# Hunting slang



## fsbirdhouse (Mar 21, 2009)

Always changing, hunting slang is a sub-dialect of the English language all it's own.
I work on a large Gov. site in Eastern Idaho. Many employees there, and many are Elk hunters. I have been on disability for about a year, but my wife works there too, and keeps me abreast of events. So the following.

My family's contribution to the English language.
I've been out of 'the loop' as regards to the big game hunting crowd at work over this past year, and what the newest fad among Elk hunters has become. 
They are an extensive group, and some are quite fanatical about the sport. Starting about the end of July, some even bring their elk calls to work to practice on, and you will even hear an occasional duo calling to each other across the facility as tho to say "Yeah, I'm getting ready to go too."
The loudest, and most traditional call used by Elk hunters is the 'Bugle'. It's the sound one bull Elk makes to challenge other bulls in the area of his 'harem'.
This sound has been a way of allowing hunters to get close to bull Elk. Some years ago I tried it myself, and although I was answered by bull Elk, I was never successful in calling one in.
My daughter was aware of what the call was used for, as I had sounded off several times around the house (The very first time being a story all in itself), and being quite young and only just getting started driving she had on one occasion nearly hit a large bull Elk on the road near home.
She had come into the house just after, and was still rather shaken by the close call, and in trying to describe what had taken place said she had "almost hit a...a...a bugle" not remembering they are called Elk.
Well, guess what?
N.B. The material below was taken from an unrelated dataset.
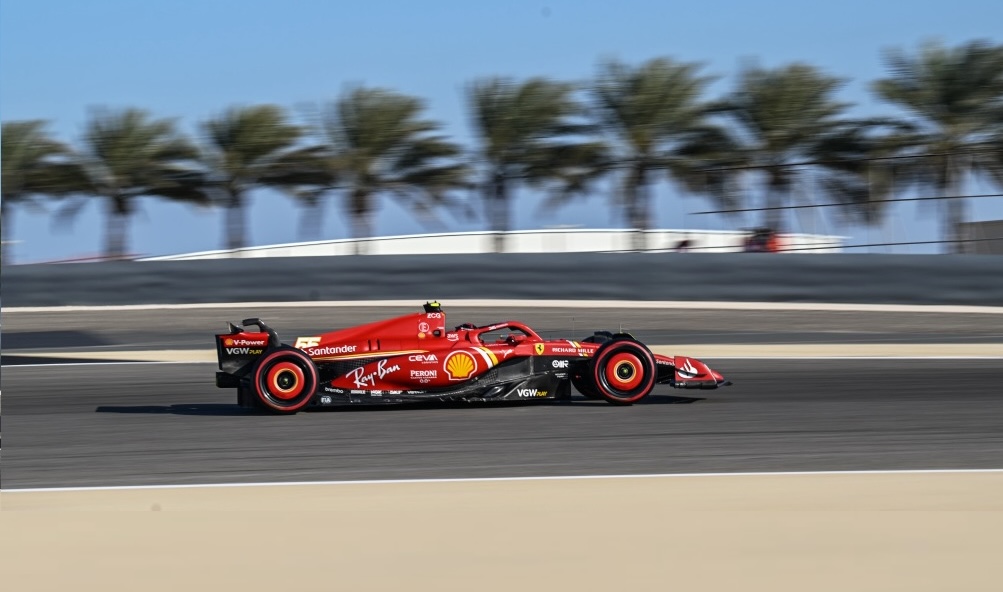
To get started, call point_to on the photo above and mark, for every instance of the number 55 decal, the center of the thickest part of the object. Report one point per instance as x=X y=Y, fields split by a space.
x=302 y=342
My wife related this story just recently to the gal she works with, whose husband is one of the better known leaders of the local hunting mob, and he has, in turn, gone to calling bull Elk "Bugles"
He knows my daughter, who works at one of the facilities out there, and happens to have got quite a kick out of using that new slang word instead of 'bull Elk'
It is spreading like wildfire amongst the hunters out there, and knowing how hunters are, would not be surprised if it isn't in common use throughout the Rocky Mountain West in a very few short years, and therefore hunters everywhere across the globe eventually.
And so the language changes.

PS: Well, maybe not, but I wouldn't bet against it!


----------